Dés que les Chévres ont brouté,
Certain esprit de liberté
Leur fait chercher fortune ; elles vont en voïage
Vers les endroits du pâturage
Les moins frequentez des humains.
Là s’il est quelque lieu sans route et sans chemins,
Un rocher, quelque mont pendant en précipices,
C’est où ces Dames vont promener leurs caprices[1] ;
Rien ne peut arrêter cet animal grimpant.

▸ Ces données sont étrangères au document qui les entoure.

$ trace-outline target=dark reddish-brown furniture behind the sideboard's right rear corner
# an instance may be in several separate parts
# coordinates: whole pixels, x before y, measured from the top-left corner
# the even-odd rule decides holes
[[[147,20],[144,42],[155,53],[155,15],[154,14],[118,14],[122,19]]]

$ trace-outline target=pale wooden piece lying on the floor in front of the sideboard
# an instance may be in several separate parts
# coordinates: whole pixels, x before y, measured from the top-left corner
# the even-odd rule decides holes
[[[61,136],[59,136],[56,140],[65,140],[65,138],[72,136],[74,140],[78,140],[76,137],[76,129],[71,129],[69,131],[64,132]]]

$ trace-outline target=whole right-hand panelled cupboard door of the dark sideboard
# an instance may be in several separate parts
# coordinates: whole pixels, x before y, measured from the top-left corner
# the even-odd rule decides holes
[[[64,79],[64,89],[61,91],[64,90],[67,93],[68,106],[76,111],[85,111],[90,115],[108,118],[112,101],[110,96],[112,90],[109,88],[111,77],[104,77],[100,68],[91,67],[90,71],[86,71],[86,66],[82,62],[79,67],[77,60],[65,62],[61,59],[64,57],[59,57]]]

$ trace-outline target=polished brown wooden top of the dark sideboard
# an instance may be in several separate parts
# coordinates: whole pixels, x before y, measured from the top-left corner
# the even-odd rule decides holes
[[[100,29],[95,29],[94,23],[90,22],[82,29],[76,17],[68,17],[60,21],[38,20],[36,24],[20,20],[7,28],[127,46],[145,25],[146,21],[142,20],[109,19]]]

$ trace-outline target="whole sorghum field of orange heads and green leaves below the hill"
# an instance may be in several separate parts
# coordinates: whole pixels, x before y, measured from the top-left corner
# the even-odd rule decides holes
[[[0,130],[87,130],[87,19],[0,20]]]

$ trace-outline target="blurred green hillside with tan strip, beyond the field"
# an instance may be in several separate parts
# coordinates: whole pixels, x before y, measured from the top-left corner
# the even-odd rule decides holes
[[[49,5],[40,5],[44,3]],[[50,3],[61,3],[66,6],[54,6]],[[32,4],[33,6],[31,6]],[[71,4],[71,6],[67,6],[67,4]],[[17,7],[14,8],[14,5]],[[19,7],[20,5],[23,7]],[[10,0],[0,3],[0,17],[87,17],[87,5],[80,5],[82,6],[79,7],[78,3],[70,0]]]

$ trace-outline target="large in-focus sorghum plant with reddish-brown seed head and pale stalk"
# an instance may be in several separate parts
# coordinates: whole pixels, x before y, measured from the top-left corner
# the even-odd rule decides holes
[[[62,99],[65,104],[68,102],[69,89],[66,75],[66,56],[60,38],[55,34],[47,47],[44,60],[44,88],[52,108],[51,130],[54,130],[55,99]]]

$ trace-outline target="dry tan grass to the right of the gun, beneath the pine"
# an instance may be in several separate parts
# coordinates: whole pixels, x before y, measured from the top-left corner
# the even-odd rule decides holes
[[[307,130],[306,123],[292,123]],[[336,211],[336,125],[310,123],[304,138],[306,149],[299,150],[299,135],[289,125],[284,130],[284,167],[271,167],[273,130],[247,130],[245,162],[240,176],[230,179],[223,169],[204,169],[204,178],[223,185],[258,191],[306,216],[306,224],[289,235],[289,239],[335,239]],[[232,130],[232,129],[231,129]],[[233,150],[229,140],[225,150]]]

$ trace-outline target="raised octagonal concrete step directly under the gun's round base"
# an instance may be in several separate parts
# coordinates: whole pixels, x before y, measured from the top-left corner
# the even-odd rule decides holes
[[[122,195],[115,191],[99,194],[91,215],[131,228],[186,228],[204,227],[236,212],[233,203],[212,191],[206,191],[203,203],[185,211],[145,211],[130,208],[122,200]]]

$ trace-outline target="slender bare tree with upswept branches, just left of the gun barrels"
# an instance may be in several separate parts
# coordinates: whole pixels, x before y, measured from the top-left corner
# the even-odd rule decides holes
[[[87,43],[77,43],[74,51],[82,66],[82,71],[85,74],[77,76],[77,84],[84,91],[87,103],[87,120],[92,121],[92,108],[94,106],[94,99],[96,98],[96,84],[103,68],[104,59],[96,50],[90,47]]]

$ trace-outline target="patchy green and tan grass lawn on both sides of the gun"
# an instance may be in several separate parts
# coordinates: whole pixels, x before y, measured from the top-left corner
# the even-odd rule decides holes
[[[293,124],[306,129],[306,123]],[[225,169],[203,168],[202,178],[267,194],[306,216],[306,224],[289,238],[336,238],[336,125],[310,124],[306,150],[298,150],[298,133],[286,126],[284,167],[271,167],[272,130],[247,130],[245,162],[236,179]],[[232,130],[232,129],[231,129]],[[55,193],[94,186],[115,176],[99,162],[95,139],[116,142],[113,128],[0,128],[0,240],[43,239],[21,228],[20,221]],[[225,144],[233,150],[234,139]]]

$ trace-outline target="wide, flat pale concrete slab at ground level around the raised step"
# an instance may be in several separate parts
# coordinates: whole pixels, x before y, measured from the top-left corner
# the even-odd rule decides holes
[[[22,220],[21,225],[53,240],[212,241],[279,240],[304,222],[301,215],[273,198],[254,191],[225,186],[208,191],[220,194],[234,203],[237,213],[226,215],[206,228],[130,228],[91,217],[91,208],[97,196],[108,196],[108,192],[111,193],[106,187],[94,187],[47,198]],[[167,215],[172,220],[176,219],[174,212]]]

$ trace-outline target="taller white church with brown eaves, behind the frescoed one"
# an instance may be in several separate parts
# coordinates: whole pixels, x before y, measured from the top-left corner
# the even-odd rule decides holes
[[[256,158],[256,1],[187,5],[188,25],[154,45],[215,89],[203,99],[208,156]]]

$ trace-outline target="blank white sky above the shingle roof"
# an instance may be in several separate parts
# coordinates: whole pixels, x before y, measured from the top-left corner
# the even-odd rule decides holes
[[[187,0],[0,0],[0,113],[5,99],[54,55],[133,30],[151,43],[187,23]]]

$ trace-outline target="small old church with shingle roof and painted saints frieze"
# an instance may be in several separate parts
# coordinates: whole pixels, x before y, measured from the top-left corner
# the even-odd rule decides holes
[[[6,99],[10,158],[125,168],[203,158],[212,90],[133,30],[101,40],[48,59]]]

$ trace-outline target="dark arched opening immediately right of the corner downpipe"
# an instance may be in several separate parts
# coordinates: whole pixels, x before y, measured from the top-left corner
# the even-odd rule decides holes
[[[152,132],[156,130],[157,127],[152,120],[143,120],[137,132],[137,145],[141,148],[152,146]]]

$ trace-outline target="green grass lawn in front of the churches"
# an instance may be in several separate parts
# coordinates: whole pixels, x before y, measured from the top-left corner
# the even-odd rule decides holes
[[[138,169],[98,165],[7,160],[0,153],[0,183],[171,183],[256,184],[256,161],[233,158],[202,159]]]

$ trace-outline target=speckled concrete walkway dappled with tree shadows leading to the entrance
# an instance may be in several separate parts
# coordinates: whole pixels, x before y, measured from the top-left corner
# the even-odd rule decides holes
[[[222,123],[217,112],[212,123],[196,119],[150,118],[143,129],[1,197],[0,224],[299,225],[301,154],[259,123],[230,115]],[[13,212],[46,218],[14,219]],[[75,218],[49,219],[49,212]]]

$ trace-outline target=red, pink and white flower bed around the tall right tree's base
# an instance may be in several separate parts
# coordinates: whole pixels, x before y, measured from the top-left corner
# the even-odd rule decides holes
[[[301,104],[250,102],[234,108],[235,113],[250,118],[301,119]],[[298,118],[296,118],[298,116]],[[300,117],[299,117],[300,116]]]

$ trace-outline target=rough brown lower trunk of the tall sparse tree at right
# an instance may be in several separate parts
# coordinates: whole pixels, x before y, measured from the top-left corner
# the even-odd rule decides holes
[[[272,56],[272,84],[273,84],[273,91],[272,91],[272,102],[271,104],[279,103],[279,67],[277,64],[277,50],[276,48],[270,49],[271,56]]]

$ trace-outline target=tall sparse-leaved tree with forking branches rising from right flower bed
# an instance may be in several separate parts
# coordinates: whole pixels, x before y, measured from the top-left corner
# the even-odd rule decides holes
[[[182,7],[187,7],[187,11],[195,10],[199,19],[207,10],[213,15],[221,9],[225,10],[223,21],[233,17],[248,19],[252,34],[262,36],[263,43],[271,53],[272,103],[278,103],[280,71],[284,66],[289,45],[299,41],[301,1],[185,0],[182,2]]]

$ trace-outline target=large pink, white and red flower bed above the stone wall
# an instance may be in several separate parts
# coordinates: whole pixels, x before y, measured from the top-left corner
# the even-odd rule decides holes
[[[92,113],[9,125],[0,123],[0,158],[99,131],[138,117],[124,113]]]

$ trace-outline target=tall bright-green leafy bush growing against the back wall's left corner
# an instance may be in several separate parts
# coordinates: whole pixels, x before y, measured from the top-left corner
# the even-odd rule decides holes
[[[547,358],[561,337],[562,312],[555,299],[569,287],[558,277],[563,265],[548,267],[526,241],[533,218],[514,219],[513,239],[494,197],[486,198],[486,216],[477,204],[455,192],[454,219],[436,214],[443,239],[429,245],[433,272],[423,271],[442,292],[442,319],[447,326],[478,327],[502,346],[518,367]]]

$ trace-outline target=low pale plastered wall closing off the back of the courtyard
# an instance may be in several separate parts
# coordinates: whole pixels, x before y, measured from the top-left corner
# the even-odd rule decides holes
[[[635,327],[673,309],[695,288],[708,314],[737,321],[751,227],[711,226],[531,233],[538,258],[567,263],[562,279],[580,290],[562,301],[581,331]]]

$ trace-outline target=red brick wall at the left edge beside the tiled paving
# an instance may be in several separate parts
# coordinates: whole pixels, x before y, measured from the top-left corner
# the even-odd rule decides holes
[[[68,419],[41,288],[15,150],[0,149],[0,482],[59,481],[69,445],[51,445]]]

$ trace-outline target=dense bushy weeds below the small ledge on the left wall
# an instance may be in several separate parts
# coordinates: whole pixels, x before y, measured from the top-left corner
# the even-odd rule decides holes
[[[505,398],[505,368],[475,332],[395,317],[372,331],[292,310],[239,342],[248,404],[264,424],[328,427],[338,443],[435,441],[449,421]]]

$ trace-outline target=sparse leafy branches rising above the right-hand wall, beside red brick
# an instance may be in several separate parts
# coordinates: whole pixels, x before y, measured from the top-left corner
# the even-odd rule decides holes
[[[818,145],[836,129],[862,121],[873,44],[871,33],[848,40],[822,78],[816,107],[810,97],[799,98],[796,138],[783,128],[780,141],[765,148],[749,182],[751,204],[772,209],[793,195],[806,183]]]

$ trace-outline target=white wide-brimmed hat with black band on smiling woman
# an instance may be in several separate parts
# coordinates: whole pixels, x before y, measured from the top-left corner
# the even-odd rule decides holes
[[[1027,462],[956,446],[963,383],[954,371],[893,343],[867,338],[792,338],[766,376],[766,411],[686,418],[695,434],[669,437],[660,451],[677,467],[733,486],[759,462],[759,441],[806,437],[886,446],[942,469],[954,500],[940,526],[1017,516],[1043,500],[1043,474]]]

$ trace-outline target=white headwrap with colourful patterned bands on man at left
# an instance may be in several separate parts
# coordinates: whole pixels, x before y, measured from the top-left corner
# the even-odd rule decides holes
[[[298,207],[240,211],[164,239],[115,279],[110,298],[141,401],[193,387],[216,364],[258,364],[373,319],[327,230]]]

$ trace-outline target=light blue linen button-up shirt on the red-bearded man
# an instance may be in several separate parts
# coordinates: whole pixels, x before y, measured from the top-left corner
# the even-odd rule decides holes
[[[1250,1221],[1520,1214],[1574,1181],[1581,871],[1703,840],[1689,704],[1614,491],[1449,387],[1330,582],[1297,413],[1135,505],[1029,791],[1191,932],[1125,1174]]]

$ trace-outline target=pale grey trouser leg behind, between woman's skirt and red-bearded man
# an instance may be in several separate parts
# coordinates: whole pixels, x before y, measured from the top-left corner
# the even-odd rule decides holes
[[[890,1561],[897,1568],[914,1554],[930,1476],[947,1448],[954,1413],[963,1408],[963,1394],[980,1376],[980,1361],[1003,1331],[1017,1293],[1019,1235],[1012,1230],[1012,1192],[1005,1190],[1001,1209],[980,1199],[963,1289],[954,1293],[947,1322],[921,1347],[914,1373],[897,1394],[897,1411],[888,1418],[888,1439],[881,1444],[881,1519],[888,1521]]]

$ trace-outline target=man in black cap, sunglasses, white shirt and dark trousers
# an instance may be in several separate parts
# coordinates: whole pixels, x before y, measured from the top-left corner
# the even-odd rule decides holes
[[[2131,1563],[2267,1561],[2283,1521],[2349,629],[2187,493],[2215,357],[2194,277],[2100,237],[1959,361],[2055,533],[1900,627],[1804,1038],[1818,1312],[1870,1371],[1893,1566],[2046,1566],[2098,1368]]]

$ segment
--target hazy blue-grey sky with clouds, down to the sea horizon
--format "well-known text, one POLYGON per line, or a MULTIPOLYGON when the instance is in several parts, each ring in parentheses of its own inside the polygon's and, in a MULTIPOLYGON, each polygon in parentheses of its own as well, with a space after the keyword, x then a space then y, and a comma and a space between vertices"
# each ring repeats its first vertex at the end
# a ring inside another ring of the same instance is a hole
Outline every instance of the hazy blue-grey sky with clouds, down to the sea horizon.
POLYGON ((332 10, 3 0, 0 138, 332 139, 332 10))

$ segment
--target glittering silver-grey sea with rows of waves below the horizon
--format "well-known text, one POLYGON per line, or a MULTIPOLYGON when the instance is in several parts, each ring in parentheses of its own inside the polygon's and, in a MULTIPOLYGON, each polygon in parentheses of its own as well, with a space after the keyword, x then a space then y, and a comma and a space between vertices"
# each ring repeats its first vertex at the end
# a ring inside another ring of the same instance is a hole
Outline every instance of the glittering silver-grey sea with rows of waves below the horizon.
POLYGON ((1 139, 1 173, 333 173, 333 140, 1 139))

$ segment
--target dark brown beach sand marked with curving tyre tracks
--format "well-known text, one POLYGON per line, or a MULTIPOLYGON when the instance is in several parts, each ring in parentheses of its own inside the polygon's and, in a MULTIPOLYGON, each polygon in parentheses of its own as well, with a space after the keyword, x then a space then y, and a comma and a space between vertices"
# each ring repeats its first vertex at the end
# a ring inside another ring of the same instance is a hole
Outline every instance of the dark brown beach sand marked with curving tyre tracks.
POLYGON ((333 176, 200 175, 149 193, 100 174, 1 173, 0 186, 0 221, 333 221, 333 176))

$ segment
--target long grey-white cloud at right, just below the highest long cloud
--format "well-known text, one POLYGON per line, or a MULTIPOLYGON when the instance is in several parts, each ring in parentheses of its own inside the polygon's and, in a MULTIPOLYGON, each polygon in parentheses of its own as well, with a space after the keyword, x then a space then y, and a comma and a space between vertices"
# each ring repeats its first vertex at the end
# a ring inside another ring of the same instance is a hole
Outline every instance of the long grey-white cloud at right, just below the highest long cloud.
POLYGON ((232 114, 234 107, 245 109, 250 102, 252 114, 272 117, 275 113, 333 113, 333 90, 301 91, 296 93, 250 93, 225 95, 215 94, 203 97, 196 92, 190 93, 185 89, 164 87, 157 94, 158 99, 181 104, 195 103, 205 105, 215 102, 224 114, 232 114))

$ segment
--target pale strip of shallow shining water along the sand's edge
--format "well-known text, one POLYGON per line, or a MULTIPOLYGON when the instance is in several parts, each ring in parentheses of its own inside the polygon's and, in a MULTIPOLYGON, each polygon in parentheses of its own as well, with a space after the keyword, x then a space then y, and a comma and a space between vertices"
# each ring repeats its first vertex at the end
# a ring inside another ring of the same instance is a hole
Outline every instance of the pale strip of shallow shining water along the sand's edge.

Deux Chèvres donc s’émancipant,
Toutes deux aïant pate blanche,
Quiterent les bas prez[2], chacune de sa part.
L’une vers l’autre alloit pour quelque bon hazard.
Un ruisseau se rencontre, et pour pont une planche ;
Deux Belettes à peine auroient passé de front
Sur ce pont :
D’ailleurs l’onde rapide et le ruisseau profond

  1. Les Chevres ont une proprieté,
    C’est qu’ayant fort long-temps brouté
    Elles prennent l’essor, et s’en vont en voyage
    Vers les endroits du pasturage
    Inaccessibles aux Humains.
    Est-il quelque lieu sans chemins,
    Quelque Rocher ; un Mont pendant en precipices,
    Mesdames s’en vont là promener leurs caprices.

    (Mercure galant, février 1691.)
    Les Œuvres postumes présentent la même leçon avec quelques lieux au pluriel, au sixième vers, et Rocher ou Mont au septième.
  2. Certain pré, dans le Mercure galant et Les Œuvres postumes.